Un journaliste a-t-il le droit de publier sur Twitter une photo de sa rédaction presque déserte, en visant ses collègues qui ne sont pas au travail dès potron-minet? Peu de rédactions françaises l’interdisent. Ou disons plutôt: peu de rédactions estiment qu’elles ont besoin de l’interdire tant cela leur semble évident qu’on “ne balance pas sur les horaires d’arrivée des journalistes de sa propre maison devant la terre entière”. Certes, Twitter n’est pas la terre entière, mais c’est quand même plus de 3 millions de personnes, selon une récente étude de Semiocast.

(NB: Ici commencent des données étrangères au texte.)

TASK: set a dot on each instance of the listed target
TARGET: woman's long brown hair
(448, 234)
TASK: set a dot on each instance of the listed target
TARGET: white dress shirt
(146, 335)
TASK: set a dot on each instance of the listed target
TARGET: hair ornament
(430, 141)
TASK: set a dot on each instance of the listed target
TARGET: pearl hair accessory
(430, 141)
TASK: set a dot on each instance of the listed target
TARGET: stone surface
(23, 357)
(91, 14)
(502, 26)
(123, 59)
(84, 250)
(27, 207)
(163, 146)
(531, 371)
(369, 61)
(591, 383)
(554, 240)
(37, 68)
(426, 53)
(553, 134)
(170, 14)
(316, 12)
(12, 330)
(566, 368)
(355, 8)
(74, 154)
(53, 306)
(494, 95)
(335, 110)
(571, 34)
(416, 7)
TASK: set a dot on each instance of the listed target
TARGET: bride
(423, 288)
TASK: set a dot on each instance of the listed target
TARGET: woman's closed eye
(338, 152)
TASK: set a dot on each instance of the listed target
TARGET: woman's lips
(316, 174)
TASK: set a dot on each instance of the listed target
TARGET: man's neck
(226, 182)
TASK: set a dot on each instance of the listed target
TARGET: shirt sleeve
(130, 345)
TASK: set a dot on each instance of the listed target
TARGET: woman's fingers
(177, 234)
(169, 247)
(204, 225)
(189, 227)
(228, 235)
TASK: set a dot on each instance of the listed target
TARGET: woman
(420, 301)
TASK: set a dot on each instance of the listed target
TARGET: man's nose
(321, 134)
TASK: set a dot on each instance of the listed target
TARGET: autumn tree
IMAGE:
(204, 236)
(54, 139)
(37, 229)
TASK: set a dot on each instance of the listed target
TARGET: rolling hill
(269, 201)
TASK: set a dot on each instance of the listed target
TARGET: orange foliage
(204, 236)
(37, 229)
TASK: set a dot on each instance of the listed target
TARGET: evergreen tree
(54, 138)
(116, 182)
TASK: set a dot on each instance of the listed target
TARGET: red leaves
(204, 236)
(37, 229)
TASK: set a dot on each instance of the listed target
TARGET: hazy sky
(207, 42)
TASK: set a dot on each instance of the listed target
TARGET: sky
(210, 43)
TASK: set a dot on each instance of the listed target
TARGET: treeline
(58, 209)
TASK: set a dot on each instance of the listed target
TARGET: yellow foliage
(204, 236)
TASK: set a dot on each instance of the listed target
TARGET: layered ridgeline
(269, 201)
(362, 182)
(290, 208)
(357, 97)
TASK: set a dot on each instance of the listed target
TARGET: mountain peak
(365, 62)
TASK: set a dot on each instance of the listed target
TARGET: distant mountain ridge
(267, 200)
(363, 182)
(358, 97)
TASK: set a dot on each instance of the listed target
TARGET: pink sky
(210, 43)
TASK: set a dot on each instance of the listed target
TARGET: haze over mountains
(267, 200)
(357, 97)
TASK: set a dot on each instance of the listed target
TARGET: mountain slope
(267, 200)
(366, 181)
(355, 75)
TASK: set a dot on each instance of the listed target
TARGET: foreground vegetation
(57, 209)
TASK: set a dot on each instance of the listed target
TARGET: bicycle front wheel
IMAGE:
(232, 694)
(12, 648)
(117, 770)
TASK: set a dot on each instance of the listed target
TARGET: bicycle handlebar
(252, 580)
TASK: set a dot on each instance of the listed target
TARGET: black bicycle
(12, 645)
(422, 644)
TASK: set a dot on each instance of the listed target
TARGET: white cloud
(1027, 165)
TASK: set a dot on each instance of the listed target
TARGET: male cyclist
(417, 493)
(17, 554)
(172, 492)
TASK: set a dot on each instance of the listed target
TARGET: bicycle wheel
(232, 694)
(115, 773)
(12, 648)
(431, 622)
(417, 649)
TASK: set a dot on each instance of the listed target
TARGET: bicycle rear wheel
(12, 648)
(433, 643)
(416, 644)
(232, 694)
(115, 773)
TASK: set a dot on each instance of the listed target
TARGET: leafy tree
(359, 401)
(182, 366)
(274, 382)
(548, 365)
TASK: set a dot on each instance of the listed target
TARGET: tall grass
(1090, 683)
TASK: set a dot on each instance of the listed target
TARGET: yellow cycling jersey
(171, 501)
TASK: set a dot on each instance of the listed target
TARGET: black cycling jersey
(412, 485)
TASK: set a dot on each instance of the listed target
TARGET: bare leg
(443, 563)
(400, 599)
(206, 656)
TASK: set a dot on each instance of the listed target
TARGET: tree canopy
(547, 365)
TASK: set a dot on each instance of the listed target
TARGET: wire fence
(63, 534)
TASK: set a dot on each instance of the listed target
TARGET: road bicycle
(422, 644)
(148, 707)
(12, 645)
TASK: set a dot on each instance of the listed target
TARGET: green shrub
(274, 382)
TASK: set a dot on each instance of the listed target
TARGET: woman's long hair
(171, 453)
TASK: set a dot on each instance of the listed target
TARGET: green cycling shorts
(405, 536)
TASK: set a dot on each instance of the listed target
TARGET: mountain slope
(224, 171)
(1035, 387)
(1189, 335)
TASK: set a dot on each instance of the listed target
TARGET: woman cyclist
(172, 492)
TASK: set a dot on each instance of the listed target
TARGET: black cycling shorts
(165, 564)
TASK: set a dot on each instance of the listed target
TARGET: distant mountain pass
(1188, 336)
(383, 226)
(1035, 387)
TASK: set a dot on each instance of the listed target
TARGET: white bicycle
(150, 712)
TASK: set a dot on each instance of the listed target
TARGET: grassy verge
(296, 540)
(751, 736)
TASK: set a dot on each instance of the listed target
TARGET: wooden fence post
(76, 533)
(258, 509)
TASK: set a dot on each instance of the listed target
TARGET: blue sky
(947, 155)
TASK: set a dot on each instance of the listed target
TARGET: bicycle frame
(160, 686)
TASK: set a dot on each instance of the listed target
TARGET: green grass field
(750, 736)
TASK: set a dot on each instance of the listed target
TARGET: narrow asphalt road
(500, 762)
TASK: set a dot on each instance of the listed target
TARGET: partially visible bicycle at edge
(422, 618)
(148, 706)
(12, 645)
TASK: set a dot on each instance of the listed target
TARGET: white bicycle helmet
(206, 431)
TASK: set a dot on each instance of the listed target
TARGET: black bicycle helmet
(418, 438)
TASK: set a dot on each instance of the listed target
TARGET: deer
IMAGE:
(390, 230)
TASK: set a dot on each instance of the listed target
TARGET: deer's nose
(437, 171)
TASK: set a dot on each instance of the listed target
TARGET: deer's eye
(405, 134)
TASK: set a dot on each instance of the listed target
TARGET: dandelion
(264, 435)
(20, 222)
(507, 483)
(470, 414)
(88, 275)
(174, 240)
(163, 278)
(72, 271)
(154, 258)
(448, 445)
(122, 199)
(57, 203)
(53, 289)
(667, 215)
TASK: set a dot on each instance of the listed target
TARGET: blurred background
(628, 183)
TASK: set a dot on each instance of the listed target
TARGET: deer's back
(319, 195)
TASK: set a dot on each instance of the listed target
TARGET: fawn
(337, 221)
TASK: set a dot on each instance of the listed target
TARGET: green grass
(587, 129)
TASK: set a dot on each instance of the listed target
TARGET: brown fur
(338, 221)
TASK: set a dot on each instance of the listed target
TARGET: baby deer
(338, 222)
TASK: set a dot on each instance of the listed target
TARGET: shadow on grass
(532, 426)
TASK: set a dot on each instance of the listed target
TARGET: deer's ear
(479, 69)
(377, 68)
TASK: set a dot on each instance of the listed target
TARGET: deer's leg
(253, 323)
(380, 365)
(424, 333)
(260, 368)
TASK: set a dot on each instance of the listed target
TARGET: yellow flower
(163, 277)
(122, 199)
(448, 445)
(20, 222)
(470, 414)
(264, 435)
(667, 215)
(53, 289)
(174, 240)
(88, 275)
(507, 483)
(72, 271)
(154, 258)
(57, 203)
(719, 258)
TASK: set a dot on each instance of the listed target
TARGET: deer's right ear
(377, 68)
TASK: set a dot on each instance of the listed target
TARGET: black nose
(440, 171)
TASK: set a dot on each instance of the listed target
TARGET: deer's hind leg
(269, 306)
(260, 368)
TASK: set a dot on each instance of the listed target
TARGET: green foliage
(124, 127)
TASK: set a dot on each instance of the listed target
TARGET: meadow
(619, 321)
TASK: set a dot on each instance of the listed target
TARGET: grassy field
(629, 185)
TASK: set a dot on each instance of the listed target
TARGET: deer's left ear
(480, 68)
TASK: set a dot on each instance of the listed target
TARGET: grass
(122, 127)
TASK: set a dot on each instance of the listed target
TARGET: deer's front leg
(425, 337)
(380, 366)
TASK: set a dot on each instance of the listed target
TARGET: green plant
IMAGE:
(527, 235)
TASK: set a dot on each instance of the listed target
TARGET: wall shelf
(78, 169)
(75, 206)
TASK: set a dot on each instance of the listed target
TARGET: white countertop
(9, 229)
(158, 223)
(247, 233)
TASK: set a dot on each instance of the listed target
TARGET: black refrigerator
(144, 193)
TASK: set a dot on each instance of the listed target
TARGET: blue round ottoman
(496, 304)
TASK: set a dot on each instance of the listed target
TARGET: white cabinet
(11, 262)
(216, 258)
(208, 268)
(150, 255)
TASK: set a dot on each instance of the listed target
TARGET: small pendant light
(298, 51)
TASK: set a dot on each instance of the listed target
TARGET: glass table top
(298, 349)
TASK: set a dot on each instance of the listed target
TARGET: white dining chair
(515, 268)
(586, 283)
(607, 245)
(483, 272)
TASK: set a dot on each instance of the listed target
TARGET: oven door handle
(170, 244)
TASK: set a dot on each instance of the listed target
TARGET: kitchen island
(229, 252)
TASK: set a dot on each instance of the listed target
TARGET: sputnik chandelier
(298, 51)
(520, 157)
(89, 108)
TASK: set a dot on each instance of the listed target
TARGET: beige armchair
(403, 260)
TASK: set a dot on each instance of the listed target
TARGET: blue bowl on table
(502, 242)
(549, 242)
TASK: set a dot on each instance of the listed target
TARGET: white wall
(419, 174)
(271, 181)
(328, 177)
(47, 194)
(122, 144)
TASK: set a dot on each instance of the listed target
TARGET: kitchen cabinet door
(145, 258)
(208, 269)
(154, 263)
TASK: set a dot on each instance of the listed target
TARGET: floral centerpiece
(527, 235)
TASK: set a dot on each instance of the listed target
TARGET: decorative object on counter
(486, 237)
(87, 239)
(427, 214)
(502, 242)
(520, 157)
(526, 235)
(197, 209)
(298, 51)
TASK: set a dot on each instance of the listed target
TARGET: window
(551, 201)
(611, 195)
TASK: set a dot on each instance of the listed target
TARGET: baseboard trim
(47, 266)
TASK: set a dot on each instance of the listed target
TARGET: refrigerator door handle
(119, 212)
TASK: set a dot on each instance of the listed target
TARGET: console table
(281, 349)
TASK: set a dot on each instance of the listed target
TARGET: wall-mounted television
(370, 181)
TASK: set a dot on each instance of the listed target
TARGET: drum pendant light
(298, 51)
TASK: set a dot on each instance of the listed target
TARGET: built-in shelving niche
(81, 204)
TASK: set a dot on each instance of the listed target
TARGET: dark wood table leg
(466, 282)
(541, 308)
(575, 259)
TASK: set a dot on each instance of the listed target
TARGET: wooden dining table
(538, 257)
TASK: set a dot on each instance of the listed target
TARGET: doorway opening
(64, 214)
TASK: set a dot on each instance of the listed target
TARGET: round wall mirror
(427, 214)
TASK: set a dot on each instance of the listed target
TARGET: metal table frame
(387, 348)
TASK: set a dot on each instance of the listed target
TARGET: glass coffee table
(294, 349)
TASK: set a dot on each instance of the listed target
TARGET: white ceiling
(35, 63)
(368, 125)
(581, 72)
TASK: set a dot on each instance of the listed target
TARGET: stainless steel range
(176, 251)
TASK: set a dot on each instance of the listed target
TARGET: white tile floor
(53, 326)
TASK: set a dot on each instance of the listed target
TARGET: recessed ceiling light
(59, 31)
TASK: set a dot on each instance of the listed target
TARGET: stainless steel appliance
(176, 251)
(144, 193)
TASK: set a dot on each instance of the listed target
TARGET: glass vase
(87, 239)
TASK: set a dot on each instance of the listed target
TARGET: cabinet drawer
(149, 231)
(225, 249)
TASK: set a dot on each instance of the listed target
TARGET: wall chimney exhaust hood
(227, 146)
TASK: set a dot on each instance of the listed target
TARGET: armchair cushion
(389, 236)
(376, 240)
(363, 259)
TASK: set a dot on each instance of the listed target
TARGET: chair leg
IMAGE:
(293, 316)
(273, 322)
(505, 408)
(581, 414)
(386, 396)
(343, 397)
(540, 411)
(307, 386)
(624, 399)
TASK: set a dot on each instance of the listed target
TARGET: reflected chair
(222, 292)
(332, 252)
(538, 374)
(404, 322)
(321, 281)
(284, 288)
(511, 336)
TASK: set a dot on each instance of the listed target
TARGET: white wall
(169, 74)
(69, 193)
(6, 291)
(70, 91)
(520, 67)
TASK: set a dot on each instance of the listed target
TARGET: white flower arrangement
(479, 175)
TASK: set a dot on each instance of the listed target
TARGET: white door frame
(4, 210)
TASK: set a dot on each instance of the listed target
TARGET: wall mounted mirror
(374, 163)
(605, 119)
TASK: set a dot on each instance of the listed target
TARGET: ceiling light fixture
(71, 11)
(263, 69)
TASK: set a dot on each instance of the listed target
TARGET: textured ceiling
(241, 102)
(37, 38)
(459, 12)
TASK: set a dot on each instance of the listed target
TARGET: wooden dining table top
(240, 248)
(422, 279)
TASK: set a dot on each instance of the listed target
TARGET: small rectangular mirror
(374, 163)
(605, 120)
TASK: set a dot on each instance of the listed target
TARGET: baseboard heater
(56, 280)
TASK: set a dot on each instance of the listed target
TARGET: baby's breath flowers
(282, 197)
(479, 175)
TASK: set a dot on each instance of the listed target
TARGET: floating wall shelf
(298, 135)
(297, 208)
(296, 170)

Lorsque le cas se présente, les directions se révèlent perplexes. A la rédaction du Nouvel Observateur, ce cas est survenu. “Je ne vois pas en quoi tweeter la photo du plateau, donnant l’impression que la rédaction est vide, alors qu’il y avait des journalistes qui travaillaient, aurait pu être drôle. Même au troisième degré”, me confie Aurélien Viers, rédacteur en chef du NouvelObs.com. “Cela peut être mal interprété, et a été mal interprété”. De fait, un autre journaliste du Nouvel Observateur a riposté aussitôt, également sur Twitter, en saluant la “pointeuse”. Ambiance.

“Je ne pensais pas que cela arriverait, nous n’avons jamais eu aucun souci”, reprend Aurélien Viers. “Aucun journaliste ne tweete sur son canard ou sa direction en les critiquant, c’est enfoncer des portes ouvertes, mais il fallait que cela soit précisé”. Il a alors envoyé un email à son équipe, rappelant quelques règles simples et de “bon sens” sur l’utilisation de Twitter par les journalistes, dont il s’explique dans cette tribune publiée sur WIP.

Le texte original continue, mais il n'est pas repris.